Bendamustine

Bendamustine
Brand name: Treanda®
IUPAC: 4-{5-[bis(2-{[(2R)-2-carboxy-2-acetamidoethyl]sulfanyl}ethyl)amino]-1-methyl-1H-1,3-benzodiazol-2-yl}butanoic acid
FDA approval: Yes
Usage:

The FDA has approved bendamustine for the treatment of chronic lymphocytic leukemia (CLL). Treanda® is the first drug approved for CLL treatment since 2001.

Mechanism:

Bendamustine forms organic ions that bind to other ions to induce cell death in both latent and dividing cells. The exact mechanism by which these linkages cause cell death is still unknown, however Bendamustine is known to form cross-links with DNA, which causes breakage of strands and inhibition of DNA synthesis.1

The diagram below shows the 3D molecular structure of Bendamustine. 

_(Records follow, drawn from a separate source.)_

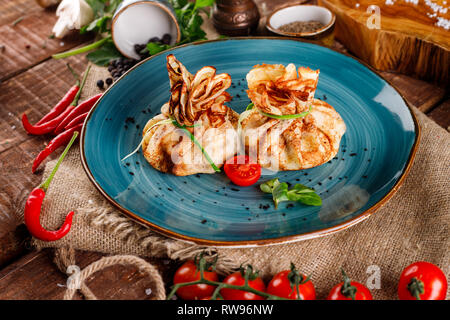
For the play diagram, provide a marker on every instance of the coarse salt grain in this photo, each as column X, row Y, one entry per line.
column 443, row 23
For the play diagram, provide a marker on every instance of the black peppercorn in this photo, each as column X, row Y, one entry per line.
column 100, row 84
column 166, row 38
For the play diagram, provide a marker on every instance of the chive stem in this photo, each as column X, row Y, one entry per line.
column 46, row 183
column 76, row 51
column 198, row 144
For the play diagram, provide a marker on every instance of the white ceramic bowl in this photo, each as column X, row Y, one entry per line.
column 300, row 13
column 137, row 21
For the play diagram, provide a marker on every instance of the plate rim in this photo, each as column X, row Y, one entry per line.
column 258, row 242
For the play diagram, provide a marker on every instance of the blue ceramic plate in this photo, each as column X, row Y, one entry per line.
column 375, row 154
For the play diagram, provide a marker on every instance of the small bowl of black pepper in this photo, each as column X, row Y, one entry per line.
column 310, row 22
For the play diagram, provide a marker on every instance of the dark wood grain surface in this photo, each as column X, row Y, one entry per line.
column 31, row 82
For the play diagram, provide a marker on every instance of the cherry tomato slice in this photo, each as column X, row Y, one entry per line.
column 280, row 286
column 242, row 170
column 422, row 280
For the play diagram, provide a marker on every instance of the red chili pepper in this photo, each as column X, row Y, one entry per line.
column 51, row 125
column 34, row 204
column 83, row 107
column 77, row 120
column 61, row 105
column 54, row 144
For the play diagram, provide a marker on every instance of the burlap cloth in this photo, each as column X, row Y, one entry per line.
column 413, row 225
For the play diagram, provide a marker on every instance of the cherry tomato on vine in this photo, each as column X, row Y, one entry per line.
column 238, row 279
column 188, row 272
column 285, row 283
column 349, row 290
column 422, row 281
column 242, row 171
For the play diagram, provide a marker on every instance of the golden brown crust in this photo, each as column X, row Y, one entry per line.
column 297, row 143
column 196, row 100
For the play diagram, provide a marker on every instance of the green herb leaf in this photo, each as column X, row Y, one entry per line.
column 98, row 25
column 280, row 193
column 268, row 186
column 203, row 3
column 154, row 48
column 304, row 195
column 286, row 116
column 104, row 54
column 300, row 193
column 197, row 143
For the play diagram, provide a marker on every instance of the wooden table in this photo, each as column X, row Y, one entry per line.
column 31, row 82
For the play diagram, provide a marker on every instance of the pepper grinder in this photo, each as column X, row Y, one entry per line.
column 235, row 17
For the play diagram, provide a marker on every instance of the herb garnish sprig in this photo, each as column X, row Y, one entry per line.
column 280, row 192
column 187, row 13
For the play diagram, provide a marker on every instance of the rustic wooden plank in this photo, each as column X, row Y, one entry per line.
column 34, row 276
column 27, row 43
column 34, row 92
column 441, row 114
column 10, row 11
column 407, row 40
column 421, row 94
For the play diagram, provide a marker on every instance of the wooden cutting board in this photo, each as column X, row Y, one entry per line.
column 412, row 38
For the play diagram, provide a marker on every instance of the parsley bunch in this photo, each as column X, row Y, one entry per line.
column 103, row 51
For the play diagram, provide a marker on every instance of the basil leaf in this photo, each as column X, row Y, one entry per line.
column 103, row 55
column 300, row 193
column 268, row 186
column 304, row 195
column 280, row 193
column 203, row 3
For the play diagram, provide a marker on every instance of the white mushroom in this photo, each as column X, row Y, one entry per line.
column 72, row 14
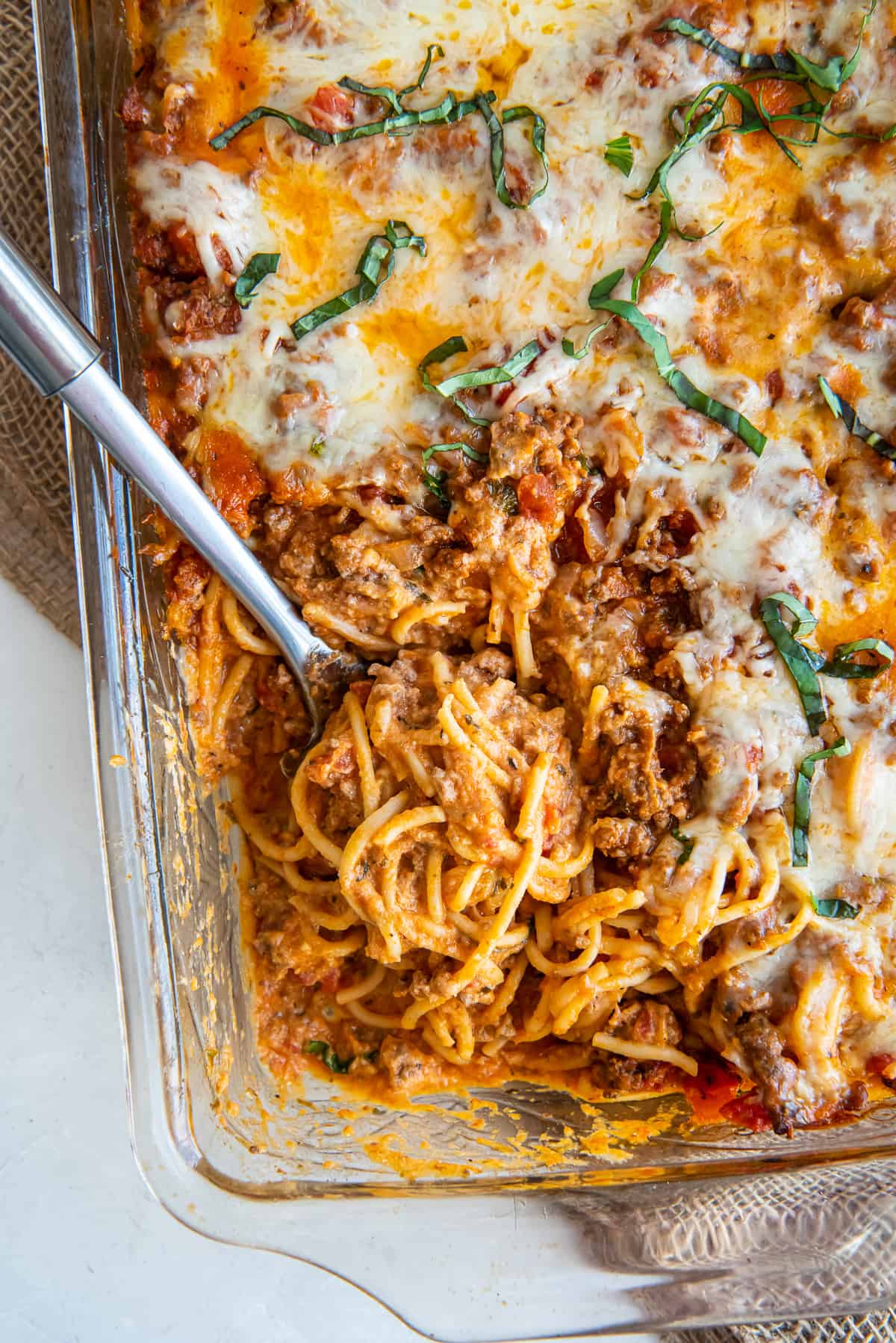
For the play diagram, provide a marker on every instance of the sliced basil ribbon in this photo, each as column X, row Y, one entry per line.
column 841, row 663
column 685, row 841
column 403, row 120
column 328, row 1056
column 497, row 149
column 667, row 212
column 481, row 459
column 395, row 97
column 620, row 155
column 255, row 270
column 435, row 481
column 830, row 77
column 374, row 269
column 802, row 798
column 444, row 113
column 805, row 665
column 491, row 376
column 802, row 663
column 680, row 385
column 835, row 908
column 844, row 412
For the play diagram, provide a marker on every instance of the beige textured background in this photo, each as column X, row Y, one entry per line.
column 35, row 525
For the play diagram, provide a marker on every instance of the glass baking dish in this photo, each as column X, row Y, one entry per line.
column 516, row 1213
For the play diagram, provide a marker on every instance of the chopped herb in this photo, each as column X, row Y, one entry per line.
column 328, row 1056
column 402, row 120
column 680, row 385
column 374, row 269
column 255, row 270
column 395, row 97
column 829, row 77
column 685, row 841
column 803, row 664
column 489, row 376
column 841, row 663
column 667, row 214
column 835, row 908
column 435, row 481
column 620, row 155
column 445, row 113
column 802, row 798
column 844, row 412
column 601, row 289
column 481, row 459
column 568, row 345
column 504, row 496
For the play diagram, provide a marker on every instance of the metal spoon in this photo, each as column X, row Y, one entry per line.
column 62, row 359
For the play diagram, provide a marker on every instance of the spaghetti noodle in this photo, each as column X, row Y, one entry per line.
column 588, row 819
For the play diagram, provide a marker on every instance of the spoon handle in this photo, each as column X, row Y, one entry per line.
column 62, row 359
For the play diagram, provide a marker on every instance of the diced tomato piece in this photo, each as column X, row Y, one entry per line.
column 748, row 1112
column 331, row 108
column 714, row 1088
column 536, row 497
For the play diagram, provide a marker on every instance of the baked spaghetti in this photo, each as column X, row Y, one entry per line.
column 544, row 353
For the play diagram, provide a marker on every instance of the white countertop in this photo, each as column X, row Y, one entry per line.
column 87, row 1255
column 85, row 1250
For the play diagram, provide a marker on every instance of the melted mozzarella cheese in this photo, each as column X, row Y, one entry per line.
column 747, row 311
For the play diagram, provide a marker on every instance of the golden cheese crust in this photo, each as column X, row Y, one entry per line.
column 548, row 362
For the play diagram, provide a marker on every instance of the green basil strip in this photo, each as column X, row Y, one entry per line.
column 497, row 148
column 685, row 841
column 568, row 345
column 835, row 74
column 395, row 97
column 667, row 212
column 444, row 113
column 328, row 1056
column 802, row 798
column 803, row 621
column 844, row 412
column 835, row 908
column 504, row 496
column 841, row 665
column 435, row 485
column 480, row 459
column 741, row 60
column 489, row 376
column 620, row 155
column 829, row 77
column 374, row 269
column 255, row 270
column 680, row 385
column 802, row 663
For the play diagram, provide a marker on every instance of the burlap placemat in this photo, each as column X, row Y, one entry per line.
column 35, row 524
column 35, row 518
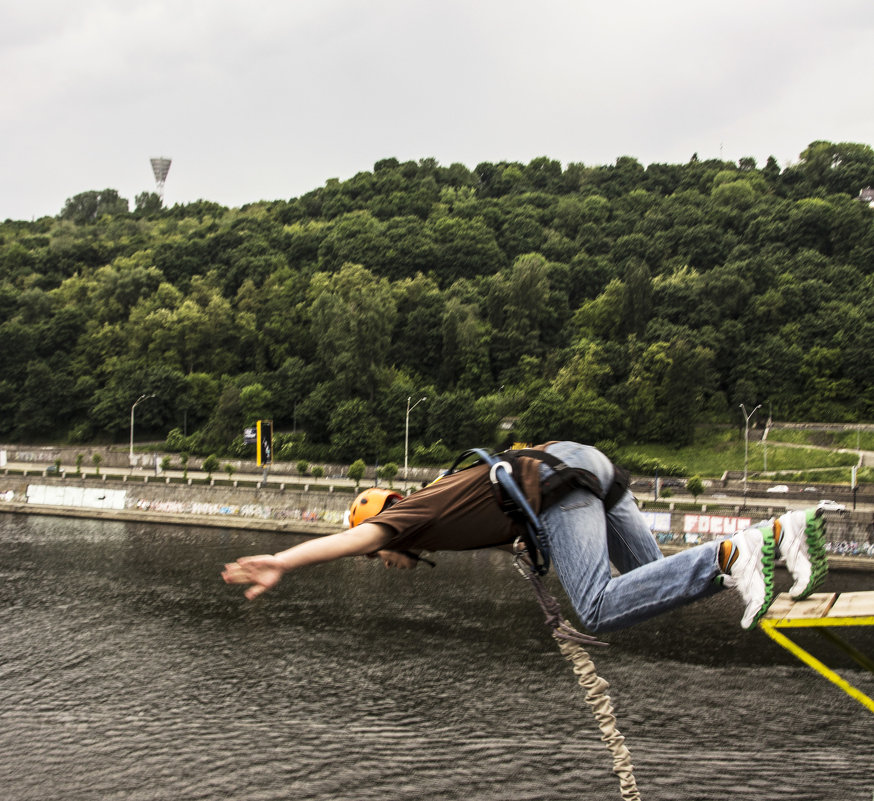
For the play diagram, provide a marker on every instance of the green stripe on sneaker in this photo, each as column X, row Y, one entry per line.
column 769, row 548
column 814, row 532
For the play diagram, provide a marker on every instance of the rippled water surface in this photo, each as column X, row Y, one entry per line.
column 129, row 671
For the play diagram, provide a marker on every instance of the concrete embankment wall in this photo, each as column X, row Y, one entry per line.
column 307, row 510
column 273, row 507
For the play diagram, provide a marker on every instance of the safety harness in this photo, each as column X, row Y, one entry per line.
column 560, row 482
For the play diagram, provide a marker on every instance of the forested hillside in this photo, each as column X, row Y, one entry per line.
column 617, row 302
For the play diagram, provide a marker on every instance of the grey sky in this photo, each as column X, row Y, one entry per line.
column 267, row 99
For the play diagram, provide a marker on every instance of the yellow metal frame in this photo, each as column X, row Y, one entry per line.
column 822, row 612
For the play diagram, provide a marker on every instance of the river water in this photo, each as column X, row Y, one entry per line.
column 128, row 670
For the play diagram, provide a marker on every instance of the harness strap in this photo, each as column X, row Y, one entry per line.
column 513, row 503
column 564, row 479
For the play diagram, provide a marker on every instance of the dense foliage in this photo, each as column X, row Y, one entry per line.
column 616, row 302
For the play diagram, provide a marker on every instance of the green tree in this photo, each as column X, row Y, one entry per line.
column 353, row 312
column 356, row 472
column 210, row 465
column 695, row 486
column 88, row 207
column 387, row 472
column 355, row 429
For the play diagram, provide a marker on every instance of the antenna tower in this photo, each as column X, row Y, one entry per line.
column 160, row 166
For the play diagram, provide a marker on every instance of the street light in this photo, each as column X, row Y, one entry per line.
column 747, row 443
column 407, row 433
column 141, row 398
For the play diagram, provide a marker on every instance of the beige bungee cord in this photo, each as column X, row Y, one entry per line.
column 570, row 643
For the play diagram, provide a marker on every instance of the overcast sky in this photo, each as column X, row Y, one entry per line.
column 267, row 99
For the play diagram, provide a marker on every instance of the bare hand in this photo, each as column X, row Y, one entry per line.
column 261, row 572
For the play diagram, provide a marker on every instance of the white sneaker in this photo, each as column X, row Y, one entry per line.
column 750, row 570
column 800, row 537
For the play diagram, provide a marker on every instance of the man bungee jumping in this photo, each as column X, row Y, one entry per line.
column 572, row 508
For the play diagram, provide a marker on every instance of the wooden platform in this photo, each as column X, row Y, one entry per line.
column 823, row 612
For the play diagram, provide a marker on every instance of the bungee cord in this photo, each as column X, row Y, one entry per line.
column 570, row 643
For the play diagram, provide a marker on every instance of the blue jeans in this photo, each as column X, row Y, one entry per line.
column 584, row 541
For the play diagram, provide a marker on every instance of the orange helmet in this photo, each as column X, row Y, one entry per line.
column 371, row 502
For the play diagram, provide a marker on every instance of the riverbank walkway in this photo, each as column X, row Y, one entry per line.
column 824, row 612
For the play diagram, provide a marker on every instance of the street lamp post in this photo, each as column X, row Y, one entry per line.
column 141, row 398
column 407, row 433
column 747, row 443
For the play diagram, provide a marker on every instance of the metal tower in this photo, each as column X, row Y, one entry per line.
column 160, row 166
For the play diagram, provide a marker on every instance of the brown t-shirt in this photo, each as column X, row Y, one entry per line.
column 459, row 512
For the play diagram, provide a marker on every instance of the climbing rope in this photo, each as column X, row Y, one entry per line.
column 570, row 643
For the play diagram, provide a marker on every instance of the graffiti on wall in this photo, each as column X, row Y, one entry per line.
column 717, row 525
column 237, row 510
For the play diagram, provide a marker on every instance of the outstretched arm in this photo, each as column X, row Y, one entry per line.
column 264, row 571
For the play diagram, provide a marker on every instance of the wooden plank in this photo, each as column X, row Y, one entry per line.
column 816, row 606
column 853, row 604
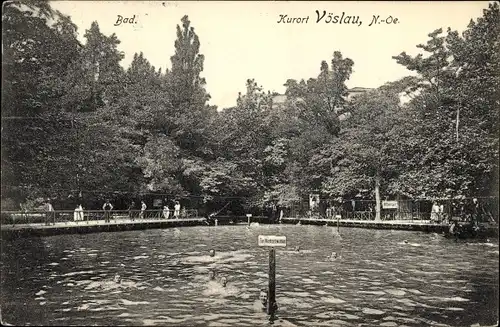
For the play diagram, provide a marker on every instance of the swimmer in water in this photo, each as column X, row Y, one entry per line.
column 263, row 297
column 334, row 256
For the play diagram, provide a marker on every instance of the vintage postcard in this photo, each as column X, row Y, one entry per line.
column 250, row 163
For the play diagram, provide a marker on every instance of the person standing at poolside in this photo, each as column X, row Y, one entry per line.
column 78, row 214
column 166, row 211
column 49, row 215
column 131, row 210
column 177, row 209
column 143, row 209
column 107, row 207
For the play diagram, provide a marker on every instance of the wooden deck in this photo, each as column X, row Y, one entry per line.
column 93, row 226
column 417, row 225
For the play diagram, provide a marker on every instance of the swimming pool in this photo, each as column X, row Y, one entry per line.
column 384, row 278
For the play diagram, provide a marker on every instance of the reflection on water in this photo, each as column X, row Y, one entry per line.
column 380, row 278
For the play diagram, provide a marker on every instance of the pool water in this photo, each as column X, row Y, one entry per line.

  • 1Chu, E., & DeVita, V. T. (2015). Physicians' cancer chemotherapy drug manual 2015. Burlington, MA: Jones & Bartlett Learning.
Side effects:

Side Effects include: Hypersensitivity reactions (including rash, facial swelling or difficulty, breathing), Fatigue, Nausea and vomiting, Diarrhea, Rash or itching.1

  • 1Chu, E., & DeVita, V. T. (2015). Physicians' cancer chemotherapy drug manual 2015. Burlington, MA: Jones & Bartlett Learning.
Contraindications:

Potential serious adverse reactions include myelosuppression (low levels of platelets, red blood cells and white blood cells), infection, infusion reactions, tumor lysis syndrome and skin reactions. Bendamustine can cause harm to a fetus during development, therefore pregnant women should be warned of this risk and women should avoid becoming pregnant during treatment and for 3 months afterward. Likewise, men receiving bendamustine treatment should use contraceptive measures during and for 3 months after treatment. New mothers should not nurse infants during treatment as it is possible for the drug to be present in breast milk. Bendamustine treatment is not recommended for patients with moderate or severe kidney or liver impairment. Bendamustine should also not be used in patients with a known allergy to bendamustine or mannitol. Caution should be used in the treatment of patients also receiving CYP1A2 inhibitors or inducers since these drugs have the potential to alter the blood levels of bendamustine.